Ein Junge sitzt im Rollstuhl, ein Mädchen nicht. Weil der Junge krank und das Mädchen kürzlich seine Eltern verloren und nun eine Verwandtheitsstufe nach oben zu deren Eltern geklettert ist, nähern sie sich einander an. Er ist ihr erster Freund, sie ist sein erster Freund – irgendwo in einem amerikanischen Vorstadtkaff, wo noch Flüsse sprudeln, Wälder und Wellblechdächer sind, und kleine struppige Felder von vielleicht einem Quadratmeter wachsen. Um das Idyll oder Gefühle, die in Dramen um Kindstod nicht sein dürfen, rotiert John McNaughtons „The Harvest“ niemals, denn wer bedeutungsschwanger nach Ernte strebt, erhält höchstens den Zorn der Götter, mindestens jedoch jenen von Samantha Morton.
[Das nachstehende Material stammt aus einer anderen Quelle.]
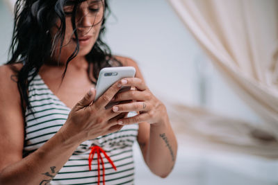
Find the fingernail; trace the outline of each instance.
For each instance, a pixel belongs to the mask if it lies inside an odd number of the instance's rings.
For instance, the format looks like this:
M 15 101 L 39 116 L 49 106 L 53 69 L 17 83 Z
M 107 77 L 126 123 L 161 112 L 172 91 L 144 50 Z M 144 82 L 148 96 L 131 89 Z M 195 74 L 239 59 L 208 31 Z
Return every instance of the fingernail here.
M 127 80 L 122 80 L 122 84 L 127 84 Z
M 88 93 L 88 94 L 89 94 L 90 96 L 91 96 L 92 94 L 92 88 L 90 89 L 89 92 Z
M 113 107 L 113 111 L 116 112 L 119 110 L 119 107 Z

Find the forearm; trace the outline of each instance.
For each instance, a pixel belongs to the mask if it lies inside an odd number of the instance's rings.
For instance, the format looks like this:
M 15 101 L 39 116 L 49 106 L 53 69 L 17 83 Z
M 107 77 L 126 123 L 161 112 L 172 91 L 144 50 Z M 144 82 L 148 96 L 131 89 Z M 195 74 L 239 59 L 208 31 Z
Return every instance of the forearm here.
M 0 174 L 0 184 L 38 185 L 51 180 L 79 145 L 74 138 L 65 136 L 63 130 L 32 154 L 6 167 Z
M 167 116 L 160 123 L 151 124 L 146 161 L 155 174 L 165 177 L 174 167 L 177 143 Z

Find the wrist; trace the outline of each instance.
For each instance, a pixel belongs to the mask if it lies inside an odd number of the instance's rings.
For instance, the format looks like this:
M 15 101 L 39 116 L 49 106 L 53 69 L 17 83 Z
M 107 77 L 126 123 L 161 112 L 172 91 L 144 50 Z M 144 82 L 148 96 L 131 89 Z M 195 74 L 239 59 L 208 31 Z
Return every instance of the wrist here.
M 161 109 L 159 112 L 160 115 L 161 116 L 158 116 L 158 120 L 155 123 L 151 124 L 151 127 L 165 127 L 167 125 L 167 123 L 169 123 L 169 118 L 167 114 L 167 109 L 163 104 L 162 104 Z
M 77 147 L 83 141 L 81 134 L 73 134 L 72 132 L 70 131 L 67 125 L 65 123 L 61 127 L 57 134 L 60 134 L 63 143 L 68 147 Z

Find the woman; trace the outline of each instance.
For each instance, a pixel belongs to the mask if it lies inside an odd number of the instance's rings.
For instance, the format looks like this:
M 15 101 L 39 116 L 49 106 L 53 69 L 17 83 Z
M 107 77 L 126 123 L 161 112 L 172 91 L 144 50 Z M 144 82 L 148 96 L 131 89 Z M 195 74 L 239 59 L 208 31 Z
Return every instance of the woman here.
M 172 170 L 166 109 L 136 63 L 102 42 L 108 11 L 104 0 L 17 1 L 12 58 L 0 67 L 0 184 L 133 184 L 135 139 L 154 174 Z M 115 66 L 136 77 L 94 102 L 100 69 Z M 117 93 L 123 86 L 136 88 Z

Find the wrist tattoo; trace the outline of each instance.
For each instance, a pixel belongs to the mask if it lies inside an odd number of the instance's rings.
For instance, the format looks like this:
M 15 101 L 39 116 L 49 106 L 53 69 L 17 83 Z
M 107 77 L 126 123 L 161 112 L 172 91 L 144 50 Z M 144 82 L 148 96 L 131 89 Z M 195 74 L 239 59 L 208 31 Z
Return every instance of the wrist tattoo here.
M 168 148 L 170 153 L 172 157 L 172 161 L 174 161 L 174 152 L 173 150 L 172 149 L 171 146 L 169 143 L 169 141 L 168 139 L 166 136 L 165 133 L 163 134 L 160 134 L 159 136 L 162 138 L 162 139 L 163 139 L 163 141 L 165 142 L 166 143 L 166 147 Z
M 51 166 L 50 170 L 51 173 L 49 172 L 46 172 L 44 173 L 42 173 L 42 175 L 44 175 L 45 177 L 45 179 L 43 179 L 40 183 L 40 185 L 47 185 L 50 184 L 50 182 L 54 178 L 55 175 L 56 175 L 57 172 L 55 171 L 56 166 Z

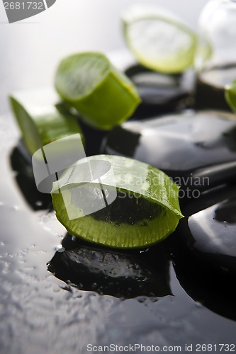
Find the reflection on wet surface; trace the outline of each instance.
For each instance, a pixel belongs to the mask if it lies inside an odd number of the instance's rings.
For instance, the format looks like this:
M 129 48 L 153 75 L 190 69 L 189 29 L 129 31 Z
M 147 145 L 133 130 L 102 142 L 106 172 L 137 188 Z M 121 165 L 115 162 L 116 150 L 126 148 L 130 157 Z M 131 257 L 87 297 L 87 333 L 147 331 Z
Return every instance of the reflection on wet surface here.
M 193 301 L 179 285 L 172 263 L 169 263 L 170 278 L 167 284 L 174 296 L 142 296 L 123 301 L 108 295 L 99 295 L 95 291 L 81 290 L 49 272 L 47 263 L 53 258 L 57 258 L 61 264 L 63 252 L 60 253 L 60 245 L 66 231 L 56 220 L 53 212 L 35 211 L 23 198 L 22 190 L 16 183 L 16 172 L 9 162 L 18 137 L 10 118 L 1 118 L 0 126 L 2 127 L 0 132 L 0 342 L 2 353 L 84 354 L 89 343 L 99 346 L 111 343 L 119 346 L 128 343 L 179 345 L 184 348 L 186 343 L 235 341 L 236 323 L 216 314 L 220 313 L 217 308 L 210 311 L 205 307 L 204 302 L 201 304 Z M 64 239 L 62 246 L 68 251 L 67 254 L 73 254 L 65 241 Z M 172 244 L 172 238 L 167 241 L 162 247 L 165 248 L 167 255 L 173 254 L 174 243 Z M 78 248 L 88 249 L 85 245 Z M 155 249 L 154 248 L 153 251 Z M 87 252 L 91 255 L 91 249 Z M 101 254 L 101 251 L 98 252 L 95 254 Z M 108 254 L 111 257 L 113 253 L 108 252 Z M 148 251 L 144 254 L 145 266 L 136 258 L 135 253 L 132 253 L 130 258 L 127 254 L 120 256 L 119 253 L 117 259 L 120 257 L 123 264 L 131 265 L 132 274 L 136 271 L 132 268 L 135 263 L 138 275 L 144 269 L 146 273 L 147 269 L 152 287 L 156 286 L 154 279 L 158 279 L 156 275 L 159 274 L 159 265 L 161 266 L 162 261 L 155 259 L 154 253 L 152 257 L 147 257 L 150 254 Z M 172 257 L 168 256 L 167 258 Z M 82 254 L 77 258 L 75 253 L 73 262 L 75 265 L 77 260 L 85 262 L 86 259 Z M 169 261 L 163 263 L 165 274 L 169 265 Z M 91 263 L 95 264 L 93 260 Z M 79 266 L 77 263 L 76 270 Z M 120 267 L 118 268 L 120 272 Z M 104 268 L 101 269 L 103 272 Z M 111 274 L 116 275 L 113 271 Z M 91 275 L 94 276 L 94 273 L 89 276 Z M 206 284 L 208 279 L 204 280 Z M 90 280 L 91 278 L 87 280 L 89 285 Z M 189 283 L 192 282 L 194 282 L 194 275 L 189 280 Z M 132 284 L 134 285 L 134 280 Z M 123 288 L 120 286 L 120 289 L 126 291 L 126 285 Z
M 193 105 L 193 72 L 165 75 L 139 64 L 125 72 L 136 85 L 142 99 L 133 118 L 147 118 Z
M 172 295 L 169 261 L 161 245 L 123 253 L 68 241 L 71 237 L 67 235 L 65 249 L 56 252 L 48 266 L 59 279 L 83 290 L 125 299 Z

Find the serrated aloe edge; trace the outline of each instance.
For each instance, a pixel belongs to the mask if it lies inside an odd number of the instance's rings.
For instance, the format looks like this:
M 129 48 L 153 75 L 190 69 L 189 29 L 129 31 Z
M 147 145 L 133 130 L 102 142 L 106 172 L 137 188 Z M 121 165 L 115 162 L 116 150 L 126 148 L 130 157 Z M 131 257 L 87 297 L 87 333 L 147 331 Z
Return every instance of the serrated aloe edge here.
M 65 171 L 54 183 L 52 198 L 58 220 L 72 235 L 130 249 L 155 244 L 174 231 L 183 217 L 178 190 L 147 164 L 96 155 Z

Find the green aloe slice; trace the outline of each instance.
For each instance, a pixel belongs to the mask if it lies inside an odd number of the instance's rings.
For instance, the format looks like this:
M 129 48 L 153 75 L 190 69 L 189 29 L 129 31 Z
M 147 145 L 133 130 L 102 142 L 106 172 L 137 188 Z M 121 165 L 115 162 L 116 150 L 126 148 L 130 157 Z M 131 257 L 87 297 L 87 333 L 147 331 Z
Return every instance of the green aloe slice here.
M 94 176 L 90 180 L 86 169 Z M 157 244 L 174 231 L 183 217 L 178 190 L 169 177 L 150 165 L 97 155 L 67 169 L 54 183 L 52 197 L 56 216 L 70 234 L 128 249 Z
M 62 105 L 57 109 L 57 102 L 58 97 L 50 89 L 22 91 L 10 96 L 23 142 L 32 155 L 58 139 L 77 133 L 83 137 L 75 117 Z
M 225 99 L 233 112 L 236 112 L 236 80 L 225 86 Z
M 140 102 L 133 84 L 97 52 L 75 54 L 62 60 L 55 88 L 84 120 L 108 130 L 128 118 Z
M 159 6 L 133 5 L 122 21 L 126 43 L 143 66 L 175 74 L 193 65 L 197 36 L 172 13 Z

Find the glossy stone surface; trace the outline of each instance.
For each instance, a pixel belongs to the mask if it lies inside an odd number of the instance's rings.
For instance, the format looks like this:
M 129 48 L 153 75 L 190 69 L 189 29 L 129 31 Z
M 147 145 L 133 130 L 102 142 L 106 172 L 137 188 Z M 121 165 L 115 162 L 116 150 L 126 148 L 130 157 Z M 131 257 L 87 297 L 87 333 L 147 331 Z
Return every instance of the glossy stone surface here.
M 69 249 L 64 241 L 61 244 L 66 231 L 54 212 L 35 211 L 16 183 L 10 159 L 18 141 L 11 117 L 0 117 L 1 353 L 84 354 L 89 343 L 178 345 L 184 351 L 186 343 L 235 342 L 236 323 L 195 302 L 179 285 L 171 263 L 169 287 L 174 296 L 123 301 L 81 290 L 49 272 L 47 263 L 55 252 L 63 251 L 63 245 Z M 31 190 L 31 200 L 37 201 L 35 190 Z M 126 255 L 125 259 L 134 264 L 134 256 Z M 154 263 L 151 269 L 159 272 Z
M 236 271 L 236 186 L 205 193 L 183 212 L 177 231 L 193 254 L 223 270 Z
M 105 153 L 133 157 L 166 172 L 181 186 L 180 198 L 236 178 L 236 120 L 186 112 L 114 128 Z
M 176 235 L 176 241 L 179 240 Z M 202 258 L 193 257 L 182 244 L 176 245 L 174 268 L 176 277 L 192 299 L 228 319 L 236 320 L 234 273 L 209 266 Z
M 136 119 L 167 113 L 193 104 L 194 74 L 167 75 L 135 64 L 126 70 L 126 75 L 136 85 L 142 103 L 133 114 Z

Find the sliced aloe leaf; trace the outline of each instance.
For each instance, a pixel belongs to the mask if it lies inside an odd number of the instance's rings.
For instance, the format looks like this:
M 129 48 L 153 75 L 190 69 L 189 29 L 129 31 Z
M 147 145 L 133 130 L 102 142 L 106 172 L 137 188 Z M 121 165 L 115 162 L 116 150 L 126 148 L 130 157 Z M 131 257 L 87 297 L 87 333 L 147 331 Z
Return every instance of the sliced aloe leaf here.
M 172 13 L 159 6 L 133 5 L 122 21 L 126 43 L 143 66 L 174 74 L 193 65 L 196 35 Z
M 236 112 L 236 80 L 225 86 L 225 99 L 233 112 Z
M 55 88 L 90 125 L 107 130 L 124 122 L 140 102 L 131 81 L 105 55 L 78 53 L 62 60 Z
M 82 130 L 75 117 L 55 104 L 57 95 L 50 89 L 18 92 L 10 96 L 10 103 L 30 154 L 44 145 Z
M 183 217 L 178 190 L 150 165 L 97 155 L 67 169 L 54 183 L 52 197 L 56 216 L 70 234 L 109 247 L 142 248 L 176 229 Z

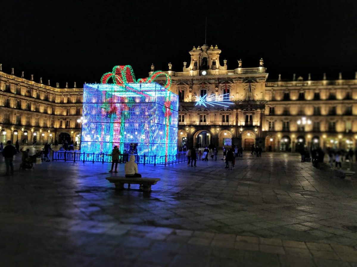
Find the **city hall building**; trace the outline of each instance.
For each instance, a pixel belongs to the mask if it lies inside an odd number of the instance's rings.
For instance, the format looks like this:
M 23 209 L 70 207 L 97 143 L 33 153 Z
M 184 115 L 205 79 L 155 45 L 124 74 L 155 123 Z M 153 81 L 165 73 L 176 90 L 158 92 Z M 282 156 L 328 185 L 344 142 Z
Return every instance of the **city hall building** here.
M 179 96 L 178 147 L 234 144 L 250 150 L 254 144 L 265 151 L 294 152 L 305 145 L 355 147 L 357 73 L 352 80 L 340 74 L 337 80 L 324 75 L 312 81 L 310 75 L 304 80 L 294 75 L 290 81 L 279 76 L 269 81 L 262 59 L 247 68 L 239 60 L 229 70 L 226 60 L 220 61 L 221 52 L 217 45 L 194 46 L 182 71 L 174 71 L 170 63 L 165 71 L 171 77 L 170 90 Z M 149 75 L 153 65 L 151 69 Z M 82 89 L 55 88 L 33 80 L 0 70 L 0 141 L 79 140 Z M 210 97 L 230 103 L 201 103 Z

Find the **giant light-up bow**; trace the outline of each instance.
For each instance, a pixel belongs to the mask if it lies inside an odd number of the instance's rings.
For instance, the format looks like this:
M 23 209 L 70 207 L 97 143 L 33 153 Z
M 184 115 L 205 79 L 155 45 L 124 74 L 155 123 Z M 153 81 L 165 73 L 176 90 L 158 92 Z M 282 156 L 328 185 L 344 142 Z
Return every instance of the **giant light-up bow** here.
M 101 81 L 102 84 L 107 84 L 110 78 L 113 82 L 119 86 L 125 86 L 126 84 L 152 82 L 156 77 L 160 75 L 166 76 L 166 83 L 164 87 L 168 89 L 171 86 L 170 76 L 161 71 L 157 71 L 150 75 L 149 78 L 139 79 L 135 77 L 132 68 L 130 65 L 116 66 L 113 68 L 111 72 L 105 73 L 102 76 Z

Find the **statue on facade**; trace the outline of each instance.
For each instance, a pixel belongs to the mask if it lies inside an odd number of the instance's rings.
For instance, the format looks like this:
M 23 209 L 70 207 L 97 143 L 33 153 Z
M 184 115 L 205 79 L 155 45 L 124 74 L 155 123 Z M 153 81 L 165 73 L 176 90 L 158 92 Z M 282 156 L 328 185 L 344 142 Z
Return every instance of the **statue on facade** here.
M 263 61 L 263 58 L 262 57 L 259 60 L 259 67 L 264 67 L 264 62 Z
M 241 68 L 242 67 L 242 60 L 240 59 L 238 60 L 238 67 Z

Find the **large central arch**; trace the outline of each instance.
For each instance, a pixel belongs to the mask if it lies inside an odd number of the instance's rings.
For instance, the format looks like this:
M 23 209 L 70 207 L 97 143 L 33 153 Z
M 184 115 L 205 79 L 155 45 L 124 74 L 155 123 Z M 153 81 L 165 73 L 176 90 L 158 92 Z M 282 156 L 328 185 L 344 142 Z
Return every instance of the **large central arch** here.
M 193 146 L 196 148 L 208 147 L 212 143 L 212 133 L 208 130 L 197 131 L 193 138 Z

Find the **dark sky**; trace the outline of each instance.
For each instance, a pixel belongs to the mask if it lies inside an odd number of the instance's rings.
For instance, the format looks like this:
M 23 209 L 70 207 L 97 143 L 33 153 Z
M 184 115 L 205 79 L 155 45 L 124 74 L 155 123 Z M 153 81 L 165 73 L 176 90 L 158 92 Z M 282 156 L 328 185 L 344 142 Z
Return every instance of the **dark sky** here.
M 206 16 L 207 44 L 218 45 L 228 69 L 240 58 L 257 67 L 262 57 L 270 80 L 354 79 L 357 71 L 355 0 L 2 0 L 0 9 L 3 71 L 61 87 L 99 82 L 115 65 L 131 65 L 137 78 L 152 62 L 182 71 L 188 51 L 204 43 Z

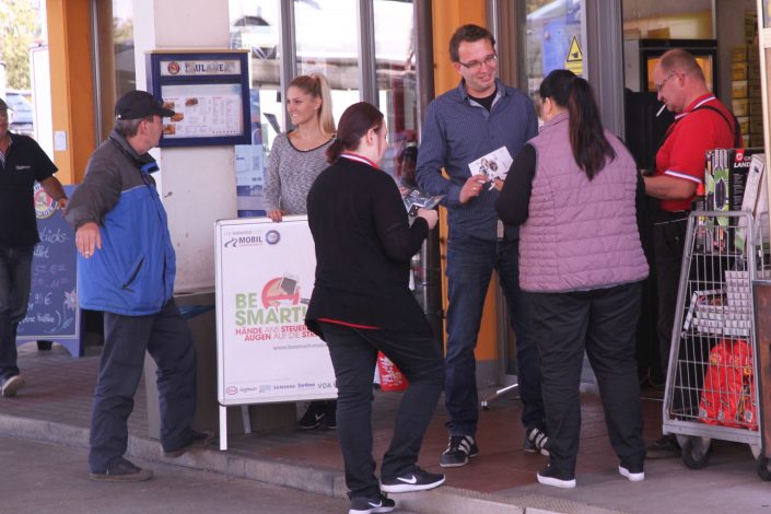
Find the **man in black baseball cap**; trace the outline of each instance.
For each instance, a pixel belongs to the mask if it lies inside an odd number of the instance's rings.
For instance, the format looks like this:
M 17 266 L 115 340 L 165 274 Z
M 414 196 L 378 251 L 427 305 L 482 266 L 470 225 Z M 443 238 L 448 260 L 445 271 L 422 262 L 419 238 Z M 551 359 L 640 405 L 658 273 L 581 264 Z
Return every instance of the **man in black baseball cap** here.
M 160 100 L 147 91 L 129 91 L 115 104 L 117 119 L 138 119 L 152 115 L 168 118 L 174 116 L 174 110 L 165 108 Z
M 166 212 L 150 175 L 163 117 L 174 112 L 143 91 L 115 105 L 115 128 L 92 154 L 65 218 L 75 230 L 78 299 L 104 313 L 104 348 L 89 440 L 90 478 L 137 482 L 153 474 L 128 460 L 128 418 L 144 354 L 157 364 L 161 446 L 175 458 L 208 444 L 191 428 L 196 349 L 174 303 L 176 259 Z

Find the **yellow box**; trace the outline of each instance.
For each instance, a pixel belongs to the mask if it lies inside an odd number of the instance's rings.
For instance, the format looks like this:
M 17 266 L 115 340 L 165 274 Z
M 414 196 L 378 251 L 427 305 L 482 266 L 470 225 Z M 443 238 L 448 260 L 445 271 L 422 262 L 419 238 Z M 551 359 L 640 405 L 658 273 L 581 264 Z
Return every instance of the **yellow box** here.
M 748 96 L 752 100 L 760 100 L 760 81 L 751 80 L 747 82 Z
M 745 132 L 745 129 L 741 129 L 741 133 Z M 749 133 L 763 133 L 763 118 L 761 116 L 750 116 L 749 117 L 749 127 L 747 129 L 747 132 Z
M 747 116 L 749 114 L 749 100 L 738 98 L 731 101 L 731 110 L 733 110 L 734 116 Z

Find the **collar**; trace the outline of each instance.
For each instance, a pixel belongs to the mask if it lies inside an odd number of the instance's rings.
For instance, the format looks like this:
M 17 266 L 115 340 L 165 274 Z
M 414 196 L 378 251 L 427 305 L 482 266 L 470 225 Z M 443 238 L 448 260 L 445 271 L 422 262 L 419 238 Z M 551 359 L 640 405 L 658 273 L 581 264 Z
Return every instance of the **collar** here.
M 359 155 L 358 153 L 352 153 L 352 152 L 342 152 L 340 154 L 340 156 L 346 157 L 350 161 L 357 161 L 360 163 L 364 163 L 364 164 L 367 164 L 367 165 L 374 167 L 375 170 L 379 170 L 379 166 L 377 166 L 377 164 L 373 163 L 372 161 L 366 159 L 364 155 Z
M 550 120 L 544 122 L 544 127 L 541 128 L 541 131 L 544 131 L 550 127 L 553 127 L 557 124 L 568 121 L 569 118 L 570 118 L 570 113 L 568 113 L 566 110 L 564 113 L 556 114 Z
M 717 100 L 717 98 L 715 98 L 715 95 L 713 95 L 712 93 L 706 93 L 705 95 L 699 96 L 697 100 L 691 102 L 688 107 L 686 107 L 686 110 L 684 110 L 680 114 L 675 115 L 675 119 L 680 119 L 685 116 L 688 116 L 693 109 L 701 107 L 702 105 L 704 105 L 709 102 L 712 102 L 713 100 Z
M 471 96 L 469 96 L 468 92 L 466 91 L 466 79 L 460 79 L 460 82 L 458 82 L 458 86 L 456 89 L 458 94 L 460 95 L 460 101 L 471 101 Z M 503 82 L 501 82 L 501 79 L 495 78 L 495 100 L 500 98 L 501 96 L 506 95 L 506 86 L 503 85 Z M 494 101 L 493 101 L 494 103 Z

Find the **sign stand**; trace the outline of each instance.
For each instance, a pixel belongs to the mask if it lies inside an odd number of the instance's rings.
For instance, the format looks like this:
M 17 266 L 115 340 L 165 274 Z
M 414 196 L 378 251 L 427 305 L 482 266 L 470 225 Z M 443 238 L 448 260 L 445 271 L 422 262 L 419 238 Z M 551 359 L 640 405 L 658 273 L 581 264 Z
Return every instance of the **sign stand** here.
M 217 358 L 220 449 L 230 406 L 337 397 L 324 341 L 305 327 L 316 260 L 306 217 L 223 220 L 215 224 Z

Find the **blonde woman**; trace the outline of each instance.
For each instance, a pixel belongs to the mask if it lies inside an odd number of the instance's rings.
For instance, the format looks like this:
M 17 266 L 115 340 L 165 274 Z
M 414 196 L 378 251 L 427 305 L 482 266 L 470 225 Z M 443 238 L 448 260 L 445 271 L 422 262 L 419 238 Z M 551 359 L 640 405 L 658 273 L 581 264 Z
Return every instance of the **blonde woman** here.
M 307 212 L 308 190 L 328 166 L 325 152 L 335 139 L 335 119 L 326 77 L 313 73 L 290 82 L 287 113 L 294 129 L 276 137 L 265 179 L 265 208 L 274 222 Z M 300 419 L 300 428 L 337 428 L 336 408 L 334 400 L 312 401 Z
M 265 178 L 265 208 L 276 222 L 307 212 L 311 185 L 328 165 L 335 119 L 327 79 L 322 73 L 295 78 L 287 87 L 287 113 L 294 129 L 276 137 Z

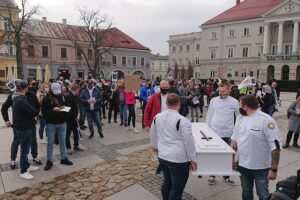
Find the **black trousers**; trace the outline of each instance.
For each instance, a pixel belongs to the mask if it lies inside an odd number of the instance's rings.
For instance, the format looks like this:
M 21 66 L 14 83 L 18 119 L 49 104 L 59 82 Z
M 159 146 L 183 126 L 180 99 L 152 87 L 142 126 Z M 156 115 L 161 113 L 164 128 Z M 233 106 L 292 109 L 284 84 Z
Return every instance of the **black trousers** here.
M 132 126 L 135 128 L 135 105 L 127 105 L 128 106 L 128 126 L 130 126 L 130 122 L 132 121 Z
M 66 134 L 66 147 L 67 149 L 71 149 L 71 141 L 70 141 L 70 137 L 71 137 L 71 132 L 73 132 L 73 139 L 74 139 L 74 147 L 78 147 L 79 146 L 79 133 L 78 133 L 78 129 L 77 129 L 77 122 L 76 120 L 70 120 L 67 122 L 67 134 Z
M 142 126 L 143 128 L 145 128 L 145 124 L 144 124 L 144 114 L 145 114 L 145 108 L 146 108 L 147 102 L 143 102 L 143 106 L 142 106 L 142 111 L 143 111 L 143 115 L 142 115 Z
M 108 121 L 110 122 L 111 120 L 111 114 L 112 111 L 114 111 L 114 121 L 117 121 L 117 116 L 118 116 L 118 106 L 114 105 L 112 103 L 109 103 L 109 109 L 108 109 Z

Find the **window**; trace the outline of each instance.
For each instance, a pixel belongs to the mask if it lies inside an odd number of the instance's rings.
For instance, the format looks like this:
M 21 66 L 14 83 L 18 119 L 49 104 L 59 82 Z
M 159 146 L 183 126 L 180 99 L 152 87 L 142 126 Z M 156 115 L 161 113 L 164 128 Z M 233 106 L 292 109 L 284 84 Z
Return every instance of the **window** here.
M 136 57 L 132 57 L 132 65 L 133 66 L 136 66 L 136 59 L 137 59 Z
M 260 26 L 259 30 L 258 30 L 258 34 L 262 35 L 262 34 L 264 34 L 264 32 L 265 32 L 265 28 L 263 26 Z
M 190 45 L 186 45 L 186 51 L 190 51 L 191 46 Z
M 28 45 L 28 57 L 34 57 L 34 46 Z
M 92 49 L 88 49 L 88 59 L 92 59 Z
M 11 24 L 10 17 L 3 17 L 3 28 L 7 32 L 12 31 L 12 24 Z
M 211 38 L 217 39 L 217 32 L 211 32 Z
M 249 28 L 244 28 L 244 36 L 249 36 L 249 35 L 250 35 Z
M 126 56 L 122 56 L 122 65 L 126 65 L 126 61 L 127 61 Z
M 173 52 L 176 52 L 176 46 L 173 46 Z
M 263 49 L 264 49 L 263 46 L 258 46 L 258 47 L 257 47 L 257 56 L 258 56 L 258 57 L 261 57 L 261 56 L 262 56 L 262 54 L 263 54 Z
M 141 58 L 141 65 L 142 65 L 142 66 L 145 65 L 145 58 Z
M 229 37 L 234 37 L 234 30 L 233 29 L 229 30 Z
M 272 55 L 277 55 L 277 45 L 272 46 Z
M 82 52 L 80 48 L 77 48 L 77 59 L 81 60 L 82 59 Z
M 215 59 L 216 58 L 216 50 L 215 49 L 210 51 L 210 58 L 211 59 Z
M 294 24 L 288 24 L 287 32 L 293 32 L 294 31 Z
M 48 46 L 42 46 L 42 56 L 44 58 L 49 57 Z
M 248 51 L 249 51 L 249 48 L 248 48 L 248 47 L 244 47 L 244 48 L 243 48 L 243 57 L 244 57 L 244 58 L 247 58 L 247 57 L 248 57 Z
M 235 72 L 234 72 L 234 76 L 235 76 L 235 77 L 238 77 L 238 76 L 239 76 L 239 72 L 238 72 L 238 71 L 235 71 Z
M 61 48 L 60 49 L 60 57 L 61 58 L 67 58 L 67 48 Z
M 274 25 L 274 26 L 272 26 L 271 30 L 272 30 L 273 33 L 277 33 L 279 31 L 279 26 Z
M 233 58 L 233 48 L 228 49 L 228 58 Z

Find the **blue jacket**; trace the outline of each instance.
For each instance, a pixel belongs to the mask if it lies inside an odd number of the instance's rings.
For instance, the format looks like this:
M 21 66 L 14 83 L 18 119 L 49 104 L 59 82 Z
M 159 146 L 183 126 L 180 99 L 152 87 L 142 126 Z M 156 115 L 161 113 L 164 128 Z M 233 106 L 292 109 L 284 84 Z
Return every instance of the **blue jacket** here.
M 150 95 L 148 94 L 149 92 L 150 92 Z M 152 86 L 150 86 L 150 87 L 147 87 L 147 86 L 142 87 L 141 94 L 140 94 L 142 102 L 147 103 L 148 98 L 152 94 L 154 94 L 154 93 L 155 93 L 155 90 L 154 90 L 154 88 Z
M 101 101 L 102 101 L 102 96 L 100 91 L 97 88 L 93 89 L 93 93 L 92 93 L 92 97 L 95 98 L 96 103 L 94 105 L 94 110 L 95 111 L 99 111 L 101 108 Z M 80 99 L 83 102 L 83 106 L 85 108 L 86 111 L 90 111 L 90 104 L 87 102 L 88 100 L 90 100 L 90 93 L 88 89 L 84 89 L 80 95 Z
Diese existiert nicht nur (schließlich wurde sie beinahe vergessen), sie spukt hier zudem umher wie das leibhaft gewordene gespenstische Attitüdenfrikassee in Arztkluft und unwiderstehlichem (aber akut Mordlust fördernden) Charme à la Kathy Bates aus Rob Reiners konventioneller Horrorgroteske „Misery“ (1990). Natürlich auch mit einem Geheimnis im Keller, dass Drama, Thriller oder welch Genre auch immer zu einem juckenden Ekzem gedeihen lässt.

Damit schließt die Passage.